# My new doggie



## foofighter (Dec 19, 2008)

Been wanting and lusting since I got my FP7 and then the opportunity came and I jumped.










MOst Cockpit: stem, Jaugar CF bar, Leopard saddle
Campy Super Record 11
Speedplay with Ti spindle conversion
DT Swiss Tricon 1450 hoops
Schwalbe Ultremo R.1 700x25

Weighed in at 16.36lbs with all the above and sensors for my Garmin









Cant wait to get this baby out on the road tomorrow.


----------



## rhauft (Aug 8, 2006)

Nice build foo, you're going to love it! I'll be on mine tomorrow too.


----------



## kbwh (May 28, 2010)

Very stylish colour combo on that frame. Congrats, foo.


----------



## foofighter (Dec 19, 2008)

thx guys black and white is pretty easy to work with


----------



## enzo269 (May 25, 2009)

Very very nice Foo... Enjoy your new ride.. It is an amazing ride..


----------



## arcustic (Mar 17, 2010)

Congrats Foo. Enjoy your new ride.


----------



## foofighter (Dec 19, 2008)

thanks guys took her out on the maiden ride on saturday and this thing wants to go fast on the flat or on the climbs. Love this bike


----------



## BunnV (Sep 7, 2005)

Proper Dog FF. Had it on a scale yet?


----------



## foofighter (Dec 19, 2008)

no not yet,  i really need to invest in a scale though


----------



## rhauft (Aug 8, 2006)

BunnV said:


> Proper Dog FF. Had it on a scale yet?


Don't you know it's not polite to ask a lady her weight? Even if that lady is a dog...


----------



## foofighter (Dec 19, 2008)

an Italian lady at that


----------



## vladvm (May 4, 2010)

looks like chinarello j/k...


----------



## foofighter (Dec 19, 2008)

haha vladvm  

i'm sure it's mental but i'm definitely riding better...well i have a lot lighter wheelset than the FP7 this go around so that helps


----------



## colnagorapid (Sep 17, 2010)

nice bike, nice choice going with campy, suits the bike better, I am still in the process of building my paris, just missing the gruppo cant wait to get on it


----------



## foofighter (Dec 19, 2008)

took the dog out for a run today on my lunch break. WOW man riding on the trail headed out towards the bay had some decent on shore breeze but on the ride back I was hauling some serious arse. It's as if the bike wanted to keep going faster. The harder I pushed the better it felt. I was cruising along at 20 and another rider passed me on my left...well i had the legs today and the dog wanted to run. I put the gas on and caught up to him with enough gap that I wasnt benefiting from the draft and paced him. After a few miles he relented  and we chatted and complimented me on how good the bike looks  made my day.

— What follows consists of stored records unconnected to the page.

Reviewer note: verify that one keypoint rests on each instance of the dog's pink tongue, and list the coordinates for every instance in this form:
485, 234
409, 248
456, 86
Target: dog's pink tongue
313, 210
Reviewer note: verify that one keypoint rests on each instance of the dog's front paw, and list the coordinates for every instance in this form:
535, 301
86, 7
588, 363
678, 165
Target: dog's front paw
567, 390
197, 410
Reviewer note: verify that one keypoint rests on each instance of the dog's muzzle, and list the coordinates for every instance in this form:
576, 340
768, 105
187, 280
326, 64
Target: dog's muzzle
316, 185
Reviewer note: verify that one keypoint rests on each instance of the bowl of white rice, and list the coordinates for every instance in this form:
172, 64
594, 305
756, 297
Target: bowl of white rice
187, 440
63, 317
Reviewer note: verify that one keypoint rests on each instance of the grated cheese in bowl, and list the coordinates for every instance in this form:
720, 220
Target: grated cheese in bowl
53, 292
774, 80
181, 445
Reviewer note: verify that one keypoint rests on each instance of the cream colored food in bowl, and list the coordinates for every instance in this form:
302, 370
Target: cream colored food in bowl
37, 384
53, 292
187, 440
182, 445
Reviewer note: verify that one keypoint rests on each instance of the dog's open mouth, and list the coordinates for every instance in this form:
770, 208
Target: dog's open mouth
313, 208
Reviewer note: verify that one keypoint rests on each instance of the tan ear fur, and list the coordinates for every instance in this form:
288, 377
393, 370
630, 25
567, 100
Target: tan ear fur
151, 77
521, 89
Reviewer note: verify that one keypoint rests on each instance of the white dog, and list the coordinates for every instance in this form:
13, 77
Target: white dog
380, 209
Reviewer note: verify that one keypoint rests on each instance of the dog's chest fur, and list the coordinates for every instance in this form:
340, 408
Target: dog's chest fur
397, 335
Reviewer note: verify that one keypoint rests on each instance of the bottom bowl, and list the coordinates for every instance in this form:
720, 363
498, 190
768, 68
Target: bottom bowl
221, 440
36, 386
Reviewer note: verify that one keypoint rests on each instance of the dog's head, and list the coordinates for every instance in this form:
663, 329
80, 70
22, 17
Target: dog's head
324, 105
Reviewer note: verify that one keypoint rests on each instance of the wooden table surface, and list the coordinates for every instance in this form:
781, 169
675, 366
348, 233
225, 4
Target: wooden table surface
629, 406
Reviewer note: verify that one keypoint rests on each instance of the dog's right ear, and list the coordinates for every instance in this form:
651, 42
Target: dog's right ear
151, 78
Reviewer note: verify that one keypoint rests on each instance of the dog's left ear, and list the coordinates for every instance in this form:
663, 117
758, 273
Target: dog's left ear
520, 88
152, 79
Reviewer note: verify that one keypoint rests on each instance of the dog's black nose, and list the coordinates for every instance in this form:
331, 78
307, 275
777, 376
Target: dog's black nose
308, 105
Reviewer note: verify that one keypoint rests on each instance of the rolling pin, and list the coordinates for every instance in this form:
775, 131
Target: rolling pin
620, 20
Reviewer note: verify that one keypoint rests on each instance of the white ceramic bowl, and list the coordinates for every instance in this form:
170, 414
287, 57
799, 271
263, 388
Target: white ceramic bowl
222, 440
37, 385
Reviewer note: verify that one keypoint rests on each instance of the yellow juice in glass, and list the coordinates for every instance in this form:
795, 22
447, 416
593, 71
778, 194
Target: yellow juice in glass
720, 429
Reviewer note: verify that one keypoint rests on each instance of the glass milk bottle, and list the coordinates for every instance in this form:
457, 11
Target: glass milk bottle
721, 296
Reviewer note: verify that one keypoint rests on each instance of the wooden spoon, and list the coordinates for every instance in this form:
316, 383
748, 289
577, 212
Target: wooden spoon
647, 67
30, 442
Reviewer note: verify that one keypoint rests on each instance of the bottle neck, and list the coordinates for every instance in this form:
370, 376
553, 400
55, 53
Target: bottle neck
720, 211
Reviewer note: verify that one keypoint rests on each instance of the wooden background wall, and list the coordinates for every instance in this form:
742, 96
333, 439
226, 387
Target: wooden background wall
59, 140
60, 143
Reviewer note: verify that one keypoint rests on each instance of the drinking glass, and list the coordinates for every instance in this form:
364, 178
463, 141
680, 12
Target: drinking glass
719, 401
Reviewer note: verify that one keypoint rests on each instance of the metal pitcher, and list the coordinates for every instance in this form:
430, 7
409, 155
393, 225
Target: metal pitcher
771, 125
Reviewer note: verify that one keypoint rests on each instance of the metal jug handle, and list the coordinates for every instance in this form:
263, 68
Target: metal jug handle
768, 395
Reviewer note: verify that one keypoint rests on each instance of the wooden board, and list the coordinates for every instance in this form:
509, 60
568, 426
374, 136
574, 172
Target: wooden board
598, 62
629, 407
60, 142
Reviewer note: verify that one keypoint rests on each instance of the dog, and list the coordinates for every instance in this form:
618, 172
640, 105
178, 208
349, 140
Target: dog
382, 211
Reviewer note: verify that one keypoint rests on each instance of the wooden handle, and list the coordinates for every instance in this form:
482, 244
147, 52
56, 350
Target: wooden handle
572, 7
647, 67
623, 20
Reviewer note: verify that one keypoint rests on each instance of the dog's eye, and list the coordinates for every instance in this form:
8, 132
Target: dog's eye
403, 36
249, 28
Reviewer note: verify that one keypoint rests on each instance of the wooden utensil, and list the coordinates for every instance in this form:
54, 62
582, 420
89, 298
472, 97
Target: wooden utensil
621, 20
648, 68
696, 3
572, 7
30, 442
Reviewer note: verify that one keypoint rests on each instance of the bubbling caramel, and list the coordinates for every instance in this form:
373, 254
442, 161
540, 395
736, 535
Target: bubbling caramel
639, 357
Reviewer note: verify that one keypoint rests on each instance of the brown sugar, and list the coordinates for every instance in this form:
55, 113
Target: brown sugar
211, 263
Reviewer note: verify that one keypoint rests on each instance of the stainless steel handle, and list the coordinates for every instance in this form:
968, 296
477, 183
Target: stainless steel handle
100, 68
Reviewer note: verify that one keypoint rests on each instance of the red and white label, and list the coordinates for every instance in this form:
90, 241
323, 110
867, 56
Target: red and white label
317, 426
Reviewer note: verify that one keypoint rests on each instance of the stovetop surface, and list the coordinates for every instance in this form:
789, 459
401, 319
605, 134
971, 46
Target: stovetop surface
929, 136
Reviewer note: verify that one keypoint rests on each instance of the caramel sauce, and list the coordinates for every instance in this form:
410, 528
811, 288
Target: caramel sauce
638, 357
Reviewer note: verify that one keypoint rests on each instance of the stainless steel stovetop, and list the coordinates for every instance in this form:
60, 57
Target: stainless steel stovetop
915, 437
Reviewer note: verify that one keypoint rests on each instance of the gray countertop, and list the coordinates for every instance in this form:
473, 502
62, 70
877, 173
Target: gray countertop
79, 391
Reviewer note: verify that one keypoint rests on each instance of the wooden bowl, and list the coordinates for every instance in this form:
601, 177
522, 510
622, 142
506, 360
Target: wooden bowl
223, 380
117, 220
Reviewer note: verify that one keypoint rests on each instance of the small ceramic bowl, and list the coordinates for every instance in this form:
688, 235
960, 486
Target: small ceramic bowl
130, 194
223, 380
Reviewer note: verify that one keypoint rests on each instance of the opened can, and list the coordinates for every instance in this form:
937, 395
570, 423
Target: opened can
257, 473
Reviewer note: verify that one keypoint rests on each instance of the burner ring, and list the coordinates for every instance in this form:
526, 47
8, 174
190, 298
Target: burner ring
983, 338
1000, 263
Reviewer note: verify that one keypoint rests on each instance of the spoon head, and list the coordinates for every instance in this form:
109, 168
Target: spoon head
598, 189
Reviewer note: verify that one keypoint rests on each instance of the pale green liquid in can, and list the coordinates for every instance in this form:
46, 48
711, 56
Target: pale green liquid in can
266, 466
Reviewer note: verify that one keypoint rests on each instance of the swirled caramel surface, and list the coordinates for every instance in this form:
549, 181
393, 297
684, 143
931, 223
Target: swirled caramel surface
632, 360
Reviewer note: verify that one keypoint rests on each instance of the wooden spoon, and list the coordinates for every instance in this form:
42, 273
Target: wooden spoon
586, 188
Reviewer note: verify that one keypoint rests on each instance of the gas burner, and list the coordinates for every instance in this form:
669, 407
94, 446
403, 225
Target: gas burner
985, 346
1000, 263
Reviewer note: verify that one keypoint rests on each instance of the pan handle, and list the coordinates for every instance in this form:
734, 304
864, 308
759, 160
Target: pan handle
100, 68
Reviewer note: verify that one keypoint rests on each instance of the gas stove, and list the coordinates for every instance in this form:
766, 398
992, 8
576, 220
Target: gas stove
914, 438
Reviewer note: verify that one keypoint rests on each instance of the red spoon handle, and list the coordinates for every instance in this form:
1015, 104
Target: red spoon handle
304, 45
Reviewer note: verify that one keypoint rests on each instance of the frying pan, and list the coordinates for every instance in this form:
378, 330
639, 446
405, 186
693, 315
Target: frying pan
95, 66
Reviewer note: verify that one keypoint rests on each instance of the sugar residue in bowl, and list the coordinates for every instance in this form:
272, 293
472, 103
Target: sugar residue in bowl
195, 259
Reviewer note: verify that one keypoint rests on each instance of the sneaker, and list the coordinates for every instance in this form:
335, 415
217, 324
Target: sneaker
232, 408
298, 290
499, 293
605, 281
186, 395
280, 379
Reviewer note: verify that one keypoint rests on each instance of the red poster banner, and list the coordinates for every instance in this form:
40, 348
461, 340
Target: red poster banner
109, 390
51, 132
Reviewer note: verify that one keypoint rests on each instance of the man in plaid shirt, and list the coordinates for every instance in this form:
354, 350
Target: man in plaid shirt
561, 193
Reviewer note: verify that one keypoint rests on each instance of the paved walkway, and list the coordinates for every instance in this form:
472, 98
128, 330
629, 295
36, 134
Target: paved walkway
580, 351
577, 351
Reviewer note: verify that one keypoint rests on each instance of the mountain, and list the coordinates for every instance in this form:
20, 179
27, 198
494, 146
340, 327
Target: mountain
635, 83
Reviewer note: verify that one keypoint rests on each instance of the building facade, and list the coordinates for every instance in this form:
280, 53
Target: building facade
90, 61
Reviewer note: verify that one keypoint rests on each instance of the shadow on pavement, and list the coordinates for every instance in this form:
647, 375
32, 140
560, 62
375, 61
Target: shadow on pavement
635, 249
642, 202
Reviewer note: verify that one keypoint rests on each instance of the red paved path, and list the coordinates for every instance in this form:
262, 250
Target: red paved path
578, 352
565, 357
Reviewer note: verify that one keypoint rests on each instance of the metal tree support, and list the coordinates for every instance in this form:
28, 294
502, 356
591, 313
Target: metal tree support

Oh I got a scale today and weighed the Italian. Fully loaded with bottle cages, speedplay pedals, cadence sensor etc. 16.36 lbs. Respectable in my book.


----------



## joep721 (May 4, 2009)

Foo, dude now I have to live vicariously through you and your sweet dogma. Beautiful bike my friend. Have fun and enjoy the ride - I think you are already having fun!  

Joe


----------



## Clanky44 (Apr 6, 2011)

foofighter said:


> took the dog out for a run today on my lunch break. WOW man riding on the trail headed out towards the bay had some decent on shore breeze but on the ride back I was hauling some serious arse. It's as if the bike wanted to keep going faster. The harder I pushed the better it felt. I was cruising along at 20 and another rider passed me on my left...well i had the legs today and the dog wanted to run. I put the gas on and caught up to him with enough gap that I wasnt benefiting from the draft and paced him. After a few miles he relented  and we chatted and complimented me on how good the bike looks  made my day.
> 
> Oh I got a scale today and weighed the Italian. Fully loaded with bottle cages, speedplay pedals, cadence sensor etc. 16.36 lbs. Respectable in my book.



Stunning ride foofighter!! :thumbsup: 

I'm envious of your weather, forecast around my parts is for flurries for the next 4 days!  To give you some perspective on the weight, my quattro 57.5 fully loaded with LOOK pedals and with bottle cages came out to 18.2 lbs.


----------



## foofighter (Dec 19, 2008)

thanks Joep721: for a long time i've lived vicariously through other dogma owners on this board so as they say "every dog has it's day"  let's hope yours is soon!

Clanky44: I totally am lucky to live in socal, today on my ride bike home i registered 96 degrees on the tarmac so it was a bit warm. Once again the dog didnt disappoint, I climb this hill that I gauge myself on fitness etc and last year i struggled to maintain 6mph up that thing today...a tad over 9mph i'll attribute a portion of it to the bike and the rest on me losing 28lbs 

And as i mentioned i really think these pinarellos have some heft on them only for better handling...so i'm perfectly okay with it. Although i've been eyeballing some lighter skewers LOL


----------